Silica Nanoparticles Induce Ferroptosis, Reprogram Immunity in Prostate Cancer Models
Ultrasmall fluorescent core‑shell silica nanoparticles—best known for their roles in medical imaging applications—are now showing surprising therapeutic muscle. Originally engineered as inert carriers for imaging agents, these particles, called Cornell Prime dots (C’ dots), have steadily expanded their résumé. In a new preclinical study, researchers at Weill Cornell Medicine report that these engineered silica nanoparticles can directly kill prostate tumor cells while reawakening antitumor immunity, offering a potential new edge in a disease where immunotherapy has historically struggled.
Prostate cancer remains one of the most immunologically “cold” solid tumors, with myeloid‑driven immune suppression, metabolic bottlenecks, and stromal remodeling that blunt the effects of checkpoint blockade. The new work suggests that C’ dots—when targeted to prostate‑specific membrane antigen (PSMA)—can break through these layers of resistance by triggering ferroptosis, remodeling the tumor microenvironment, and priming tumors for combination immunotherapy.

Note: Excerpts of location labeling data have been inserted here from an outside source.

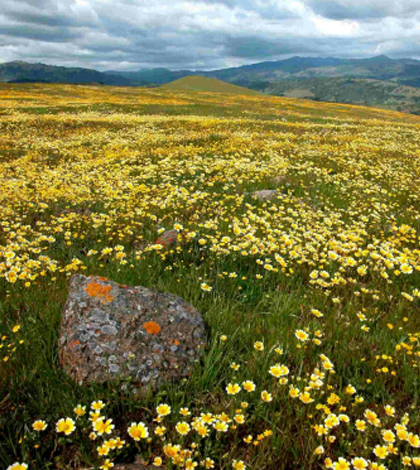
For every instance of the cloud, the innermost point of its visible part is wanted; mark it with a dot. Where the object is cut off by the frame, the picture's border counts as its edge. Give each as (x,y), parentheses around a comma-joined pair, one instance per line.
(203,34)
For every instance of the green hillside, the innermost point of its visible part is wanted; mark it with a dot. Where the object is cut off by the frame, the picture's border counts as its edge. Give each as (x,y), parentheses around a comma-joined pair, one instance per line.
(212,85)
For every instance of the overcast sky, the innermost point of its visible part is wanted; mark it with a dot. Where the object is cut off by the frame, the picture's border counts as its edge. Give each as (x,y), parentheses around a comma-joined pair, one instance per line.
(203,34)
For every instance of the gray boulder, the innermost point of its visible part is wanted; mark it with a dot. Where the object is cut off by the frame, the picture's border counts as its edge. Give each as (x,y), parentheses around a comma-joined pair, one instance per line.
(109,330)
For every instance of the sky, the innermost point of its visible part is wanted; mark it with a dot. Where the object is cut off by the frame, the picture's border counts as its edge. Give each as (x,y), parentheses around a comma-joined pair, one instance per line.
(203,34)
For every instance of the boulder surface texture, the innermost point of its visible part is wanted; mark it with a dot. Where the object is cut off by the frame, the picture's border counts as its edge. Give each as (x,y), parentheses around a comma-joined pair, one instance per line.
(110,330)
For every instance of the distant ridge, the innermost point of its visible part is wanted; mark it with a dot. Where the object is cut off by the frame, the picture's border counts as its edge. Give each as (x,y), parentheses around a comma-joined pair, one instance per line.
(24,72)
(213,85)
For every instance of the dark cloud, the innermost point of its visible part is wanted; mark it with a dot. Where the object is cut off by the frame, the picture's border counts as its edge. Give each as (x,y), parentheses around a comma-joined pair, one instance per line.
(203,34)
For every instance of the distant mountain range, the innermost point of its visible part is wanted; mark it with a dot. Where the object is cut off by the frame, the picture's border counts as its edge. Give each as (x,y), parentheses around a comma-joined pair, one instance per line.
(24,72)
(378,81)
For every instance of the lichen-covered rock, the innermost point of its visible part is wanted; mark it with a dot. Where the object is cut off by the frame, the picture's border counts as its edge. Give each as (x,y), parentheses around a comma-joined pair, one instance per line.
(265,194)
(109,331)
(168,239)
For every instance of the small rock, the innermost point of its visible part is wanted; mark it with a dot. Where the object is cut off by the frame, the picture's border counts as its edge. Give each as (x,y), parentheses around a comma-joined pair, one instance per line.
(168,239)
(265,194)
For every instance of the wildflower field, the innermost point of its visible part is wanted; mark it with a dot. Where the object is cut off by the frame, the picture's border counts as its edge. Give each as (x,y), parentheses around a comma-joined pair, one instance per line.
(311,299)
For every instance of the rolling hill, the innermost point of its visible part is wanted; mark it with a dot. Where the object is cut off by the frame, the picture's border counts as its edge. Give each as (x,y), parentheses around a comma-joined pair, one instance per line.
(378,81)
(205,84)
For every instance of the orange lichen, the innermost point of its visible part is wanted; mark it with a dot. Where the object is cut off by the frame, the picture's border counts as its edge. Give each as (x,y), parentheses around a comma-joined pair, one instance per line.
(152,327)
(94,289)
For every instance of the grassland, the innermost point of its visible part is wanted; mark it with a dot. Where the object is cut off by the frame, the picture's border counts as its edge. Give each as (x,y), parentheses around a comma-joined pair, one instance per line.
(312,298)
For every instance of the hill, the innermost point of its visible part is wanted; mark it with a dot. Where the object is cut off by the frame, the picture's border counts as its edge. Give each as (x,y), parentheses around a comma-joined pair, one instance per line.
(297,239)
(378,81)
(200,83)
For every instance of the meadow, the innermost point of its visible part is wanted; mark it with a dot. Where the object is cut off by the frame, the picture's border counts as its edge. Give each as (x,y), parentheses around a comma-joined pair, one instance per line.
(311,299)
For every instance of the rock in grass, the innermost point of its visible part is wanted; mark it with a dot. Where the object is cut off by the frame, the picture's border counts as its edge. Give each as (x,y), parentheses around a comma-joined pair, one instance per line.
(109,331)
(265,194)
(168,239)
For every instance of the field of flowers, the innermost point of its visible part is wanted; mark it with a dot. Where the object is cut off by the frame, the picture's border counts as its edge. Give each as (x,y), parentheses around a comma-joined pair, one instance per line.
(311,299)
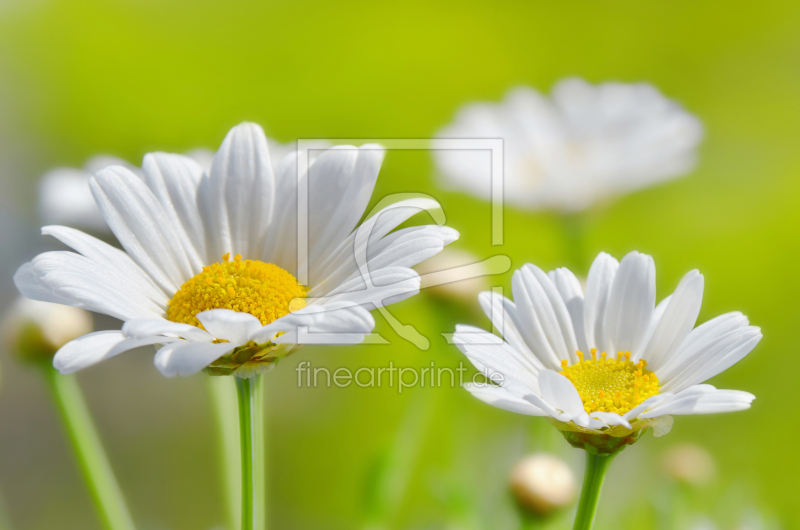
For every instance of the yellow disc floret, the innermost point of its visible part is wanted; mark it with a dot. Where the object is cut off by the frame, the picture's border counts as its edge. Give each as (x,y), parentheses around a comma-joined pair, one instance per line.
(264,290)
(611,385)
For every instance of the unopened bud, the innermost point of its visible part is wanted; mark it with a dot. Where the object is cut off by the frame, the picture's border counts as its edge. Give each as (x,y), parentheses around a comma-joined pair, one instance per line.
(690,464)
(36,330)
(543,483)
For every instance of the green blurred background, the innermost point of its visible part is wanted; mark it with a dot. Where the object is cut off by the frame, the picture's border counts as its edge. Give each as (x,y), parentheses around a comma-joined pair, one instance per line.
(79,78)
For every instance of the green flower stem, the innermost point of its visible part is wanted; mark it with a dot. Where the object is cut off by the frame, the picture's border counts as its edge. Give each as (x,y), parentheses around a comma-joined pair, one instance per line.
(596,468)
(88,449)
(572,230)
(252,444)
(222,392)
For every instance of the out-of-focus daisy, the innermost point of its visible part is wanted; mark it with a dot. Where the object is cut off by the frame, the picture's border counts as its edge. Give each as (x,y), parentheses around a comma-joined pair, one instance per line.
(543,483)
(606,361)
(38,329)
(690,464)
(206,273)
(65,197)
(583,144)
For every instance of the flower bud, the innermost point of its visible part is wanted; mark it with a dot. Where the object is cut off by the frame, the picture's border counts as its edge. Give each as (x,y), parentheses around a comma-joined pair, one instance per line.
(36,330)
(543,483)
(690,464)
(446,269)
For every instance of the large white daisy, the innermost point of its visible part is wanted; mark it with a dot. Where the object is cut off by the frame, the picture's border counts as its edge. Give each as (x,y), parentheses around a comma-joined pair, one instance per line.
(583,144)
(209,269)
(606,360)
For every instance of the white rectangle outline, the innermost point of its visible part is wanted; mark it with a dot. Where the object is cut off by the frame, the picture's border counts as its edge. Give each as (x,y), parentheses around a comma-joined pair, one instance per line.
(494,145)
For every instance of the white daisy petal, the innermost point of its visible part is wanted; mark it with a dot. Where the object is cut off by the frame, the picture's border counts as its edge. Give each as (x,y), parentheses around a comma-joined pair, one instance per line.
(537,320)
(677,321)
(631,303)
(559,392)
(165,328)
(237,197)
(331,323)
(86,284)
(598,290)
(86,351)
(701,399)
(188,358)
(611,419)
(700,339)
(503,399)
(503,314)
(491,355)
(717,358)
(142,226)
(340,183)
(173,179)
(571,292)
(109,257)
(235,327)
(342,259)
(27,284)
(387,286)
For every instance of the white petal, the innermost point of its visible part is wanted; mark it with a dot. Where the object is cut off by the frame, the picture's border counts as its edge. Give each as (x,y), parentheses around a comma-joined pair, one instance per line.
(188,358)
(598,290)
(503,314)
(146,328)
(720,356)
(559,392)
(701,339)
(491,355)
(571,292)
(677,321)
(103,254)
(173,179)
(340,184)
(631,303)
(86,351)
(239,193)
(386,286)
(86,284)
(503,399)
(233,326)
(142,226)
(538,323)
(330,323)
(27,284)
(342,261)
(702,399)
(611,419)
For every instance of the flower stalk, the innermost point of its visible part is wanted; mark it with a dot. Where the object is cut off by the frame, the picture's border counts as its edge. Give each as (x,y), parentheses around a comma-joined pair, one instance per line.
(596,467)
(88,448)
(250,394)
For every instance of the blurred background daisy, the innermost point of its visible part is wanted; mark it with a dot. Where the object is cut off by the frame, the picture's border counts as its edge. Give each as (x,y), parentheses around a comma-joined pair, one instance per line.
(79,78)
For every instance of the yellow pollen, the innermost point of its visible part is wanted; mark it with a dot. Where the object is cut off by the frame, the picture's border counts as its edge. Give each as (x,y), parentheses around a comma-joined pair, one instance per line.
(611,385)
(262,289)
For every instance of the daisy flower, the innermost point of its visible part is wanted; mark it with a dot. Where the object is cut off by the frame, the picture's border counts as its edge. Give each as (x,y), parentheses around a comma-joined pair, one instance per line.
(606,363)
(582,145)
(65,197)
(207,268)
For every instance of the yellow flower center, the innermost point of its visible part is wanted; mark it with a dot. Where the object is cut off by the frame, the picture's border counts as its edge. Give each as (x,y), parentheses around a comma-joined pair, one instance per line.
(611,385)
(264,290)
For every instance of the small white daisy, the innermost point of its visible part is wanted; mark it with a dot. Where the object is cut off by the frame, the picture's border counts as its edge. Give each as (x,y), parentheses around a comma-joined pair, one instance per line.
(176,285)
(65,197)
(582,145)
(607,360)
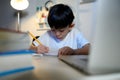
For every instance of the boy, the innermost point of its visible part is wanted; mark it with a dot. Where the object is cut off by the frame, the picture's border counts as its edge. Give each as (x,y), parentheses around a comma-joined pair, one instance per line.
(62,36)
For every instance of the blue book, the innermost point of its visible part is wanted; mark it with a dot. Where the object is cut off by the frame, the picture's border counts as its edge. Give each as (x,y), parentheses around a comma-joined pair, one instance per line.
(12,62)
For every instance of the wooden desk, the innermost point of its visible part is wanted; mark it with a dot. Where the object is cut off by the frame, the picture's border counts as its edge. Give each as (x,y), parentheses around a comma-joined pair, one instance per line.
(51,68)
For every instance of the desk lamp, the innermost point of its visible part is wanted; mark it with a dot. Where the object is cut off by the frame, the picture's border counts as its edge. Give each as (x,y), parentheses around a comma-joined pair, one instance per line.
(19,5)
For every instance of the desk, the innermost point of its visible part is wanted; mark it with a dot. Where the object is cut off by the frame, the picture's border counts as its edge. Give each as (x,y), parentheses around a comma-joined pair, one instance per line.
(51,68)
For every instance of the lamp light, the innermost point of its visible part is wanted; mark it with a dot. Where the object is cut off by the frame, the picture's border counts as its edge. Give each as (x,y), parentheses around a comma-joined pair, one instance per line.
(19,5)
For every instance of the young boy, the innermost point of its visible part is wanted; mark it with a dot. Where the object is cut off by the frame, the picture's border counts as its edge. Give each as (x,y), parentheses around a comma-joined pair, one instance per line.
(63,36)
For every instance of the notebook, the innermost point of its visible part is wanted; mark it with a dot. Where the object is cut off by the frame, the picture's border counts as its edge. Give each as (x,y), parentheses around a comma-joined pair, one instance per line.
(11,40)
(104,53)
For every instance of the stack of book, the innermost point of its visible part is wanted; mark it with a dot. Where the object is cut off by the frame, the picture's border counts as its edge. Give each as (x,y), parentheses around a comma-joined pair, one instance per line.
(15,55)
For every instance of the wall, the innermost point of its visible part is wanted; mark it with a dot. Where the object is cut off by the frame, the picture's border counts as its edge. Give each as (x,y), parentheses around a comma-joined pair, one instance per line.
(84,16)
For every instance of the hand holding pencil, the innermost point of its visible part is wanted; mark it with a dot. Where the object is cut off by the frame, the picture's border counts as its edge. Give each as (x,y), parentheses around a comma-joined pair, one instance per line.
(40,48)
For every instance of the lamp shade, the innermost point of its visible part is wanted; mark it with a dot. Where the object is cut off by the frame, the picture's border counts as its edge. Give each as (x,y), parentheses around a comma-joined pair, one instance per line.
(19,4)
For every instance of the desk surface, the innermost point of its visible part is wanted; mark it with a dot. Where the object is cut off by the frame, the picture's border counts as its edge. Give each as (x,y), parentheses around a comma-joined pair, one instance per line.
(51,68)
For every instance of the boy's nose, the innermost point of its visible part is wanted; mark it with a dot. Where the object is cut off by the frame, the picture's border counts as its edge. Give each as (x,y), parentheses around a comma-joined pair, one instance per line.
(57,33)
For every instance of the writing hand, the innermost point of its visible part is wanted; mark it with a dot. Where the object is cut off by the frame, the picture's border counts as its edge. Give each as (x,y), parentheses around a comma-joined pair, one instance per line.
(66,51)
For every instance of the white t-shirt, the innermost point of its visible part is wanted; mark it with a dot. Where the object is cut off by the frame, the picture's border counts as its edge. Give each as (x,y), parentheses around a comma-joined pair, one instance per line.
(74,39)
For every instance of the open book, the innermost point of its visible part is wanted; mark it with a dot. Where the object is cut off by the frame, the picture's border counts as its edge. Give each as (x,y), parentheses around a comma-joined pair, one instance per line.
(14,40)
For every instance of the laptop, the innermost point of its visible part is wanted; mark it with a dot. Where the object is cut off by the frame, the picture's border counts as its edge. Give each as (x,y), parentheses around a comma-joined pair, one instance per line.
(104,56)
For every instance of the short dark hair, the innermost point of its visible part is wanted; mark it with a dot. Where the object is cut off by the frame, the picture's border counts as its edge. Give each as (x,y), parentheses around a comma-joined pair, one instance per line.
(60,16)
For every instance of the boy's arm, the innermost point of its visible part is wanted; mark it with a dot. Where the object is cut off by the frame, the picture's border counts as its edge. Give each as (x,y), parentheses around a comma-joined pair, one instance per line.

“We’re very encouraged by these results; a treatment that directly induces tumor‑cell death while transforming the immune microenvironment, as this does, would represent a new clinical paradigm,” said senior author Michelle Bradbury, MD, PhD, the endowed professor of imaging research in radiology and director of the Molecular Imaging Innovations Institute at Weill Cornell Medicine and a neuroradiologist at NewYork-Presbyterian/Weill Cornell Medical Center.
The study, published in Cancer Research and titled “Reprogramming of TLR–Ferroptosis Signaling and Immunometabolic Pathways Overcomes Myeloid Suppression to Improve Checkpoint Blockade in Prostate Cancer,” shows that the silica particles accumulate in prostate tumors and push cancer cells toward ferroptosis, a form of iron‑dependent cell death driven by runaway lipid peroxidation. Although the particles were originally designed for imaging, the team found that they often pick up positively charged iron ions in the bloodstream and shuttle them into tumor cells—effectively turning the particles into catalytic seeds for oxidative collapse.
At the same time, the nanoparticles reshape the immune landscape. T cells, macrophages, and other immune populations shift from inert or suppressive states into robust antitumor activity, converting cold tumors into hot ones. “One of the most intriguing aspects of this work is the convergence of direct tumor cell killing with broad immune remodeling,” said co‑author Jedd Wolchok, MD, PhD, the Meyer director of the Sandra and Edward Meyer Cancer Center, professor of medicine at Weill Cornell Medicine, director of the Parker Institute for Cancer Immunotherapy at Weill Cornell Medicine Meyer Cancer Center, and an oncologist at NewYork-Presbyterian/Weill Cornell Medical Center.

The therapeutic impact was most striking in survival experiments. C’ dots alone modestly extended survival in aggressive mouse models, as did checkpoint blockade alone. But the combination produced complete or near‑complete remissions in 40% of mice. Adding CSF‑1R blockade increased complete remissions to 50%.
The researchers’ next steps include continuing to explore these ultrasmall core-shell silica particles, setting the stage for the platform’s translational potential.
“By creating conditions that support a more effective antitumor immune response, these particles may help unlock the full potential of immunotherapy in prostate cancer, where durable responses have historically been difficult to achieve,” added Wolchok.